Japan Has An Anti-Procrastination Café — Here's What That Means

Why do today what you can do tomorrow? If this would make an ideal title for your real-life story, you may have already decided to read this article another day. If, however, you are still here, you may be interested in learning more about procrastination. According to a recent poll conducted by CBS News, 27% of Americans have a tendency to put off doing things. (This number may have been higher if the procrastinators got around to doing the poll). The survey also reveals that women and people between the ages of 45 and 64 are most likely to say they "git 'er done." So why do some people procrastinate on the simplest tasks, while others whip through some, like tackling the perfect hard-boiled egg?

According to a study by Psychological Science of 264 brains, people who lean towards procrastination possess significantly larger amygdalas — the section of the brain that "processes our emotions and controls our motivations" (via BBC). On top of this, procrastinators also tend to have poor connections between the amygdala and the dorsal anterior cingulate cortex (DACC). The DACC relies on information from the amygdala to decide what it will tell the body to do. This bigger-than-usual amygdala may result in greater anxiety and less emotional control, which will then make the DACC decide not to do something — in other words, it will decide to procrastinate. 

While this is all very interesting, you are likely wondering what you can do to overcome your big amygdala. 

You must set a goal at this task-oriented café

Three recommendations that Lifehack suggests for defeating procrastination include seeking out an environment that is conducive to focusing on the task at hand, creating a realistic deadline that has been broken down into doable steps, and surrounding yourself with people who inspire you to get things done. Interestingly, Tokyo's "Manuscript Writing Café" provides all of the above.

Need an ideal setting that's conducive to work? No problem. Insider explains that this café is limited to just 10 seats, so noise will be kept to a minimum. Plus, you won't have to worry about getting up to prepare a drink. Your spot comes with as much tea or coffee as you can consume. Do you want to set a deadline that explicitly states your goal? They've got this covered too. According to Japan Today, one of the first things you will be asked to do upon entering the café is to write down how many words you need to write and when you will have them completed. Yes, you must commit to a measurable goal in writing. 

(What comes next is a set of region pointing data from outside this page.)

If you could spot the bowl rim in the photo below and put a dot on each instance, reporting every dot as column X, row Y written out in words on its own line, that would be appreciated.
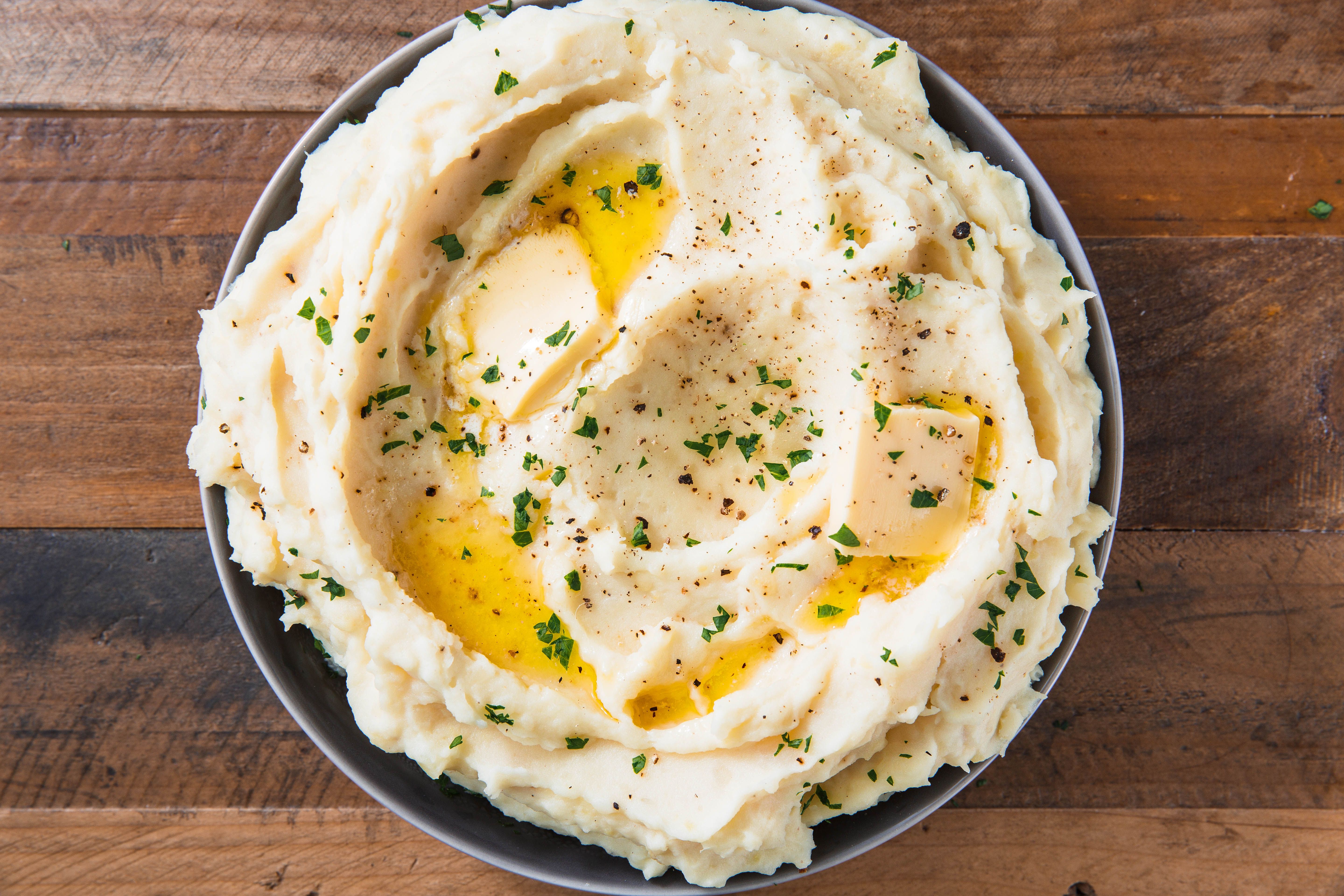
column 975, row 124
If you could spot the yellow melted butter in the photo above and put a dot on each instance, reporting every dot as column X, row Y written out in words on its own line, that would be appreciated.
column 668, row 706
column 622, row 241
column 491, row 600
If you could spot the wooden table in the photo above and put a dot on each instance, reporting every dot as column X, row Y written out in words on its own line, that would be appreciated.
column 1193, row 746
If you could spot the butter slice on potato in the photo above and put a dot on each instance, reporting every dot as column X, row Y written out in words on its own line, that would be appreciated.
column 881, row 498
column 533, row 289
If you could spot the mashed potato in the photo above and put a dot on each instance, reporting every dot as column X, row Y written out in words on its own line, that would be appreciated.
column 671, row 432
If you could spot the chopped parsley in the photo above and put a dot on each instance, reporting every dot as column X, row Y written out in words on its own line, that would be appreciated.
column 882, row 414
column 494, row 714
column 452, row 249
column 558, row 336
column 906, row 289
column 923, row 499
column 720, row 621
column 589, row 429
column 639, row 539
column 886, row 56
column 846, row 536
column 558, row 645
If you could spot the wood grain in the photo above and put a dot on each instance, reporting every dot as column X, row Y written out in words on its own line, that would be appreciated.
column 1116, row 177
column 1033, row 852
column 1019, row 57
column 1230, row 357
column 1218, row 686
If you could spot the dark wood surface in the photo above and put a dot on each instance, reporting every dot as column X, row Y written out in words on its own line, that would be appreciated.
column 1195, row 741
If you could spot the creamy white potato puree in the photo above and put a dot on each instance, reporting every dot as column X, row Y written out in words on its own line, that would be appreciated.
column 671, row 432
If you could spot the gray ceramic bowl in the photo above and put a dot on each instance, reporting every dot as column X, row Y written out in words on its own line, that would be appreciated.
column 470, row 824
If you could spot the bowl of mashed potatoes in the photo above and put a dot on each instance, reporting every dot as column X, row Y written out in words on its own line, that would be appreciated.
column 687, row 428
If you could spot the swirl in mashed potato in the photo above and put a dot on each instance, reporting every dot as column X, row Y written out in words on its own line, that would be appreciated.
column 672, row 433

How do you go about surrounding yourself with motivational people in a room full of strangers focused on their own tasks? This is where it gets interesting. 

You can choose the level of nagging you'll receive

Before venturing into the Manuscript Writing Café, it is important to identify just how much prompting, nudging, and downright nagging you will require to reach your goal. Yes, the folks at this quirky spot will customize their "poking and prodding" to your wishes. Vice reports that the "mild" option will involve the occasional "How's it going?" CNN says the "normal" selection will spark them to check on you every 30 minutes, and that "hard" will leave them hovering over your shoulder. Vice admits that it may also involve shaming. So, before opting for this choice, you may want to don your thickest skin and get ready to bite your tongue a lot. 

You are not to leave until you've accomplished your task. Insider warns that they post a board with the names of those who had the audacity to leave without completing their goals. And besides possibly sacrificing your self-respect, there is a fee for all this nagging and name-posting. The first half-hour will cost roughly $1.00 and each hour after that will run you $2.34 (via CNN). If you manage to finish a task that you've been putting off for ages, it's well worth the expense to both your soul and your wallet. 

The only clincher may be the lengthy flight to Japan, the home of sashimi and Japanese katsu. And now you have another reason to procrastinate.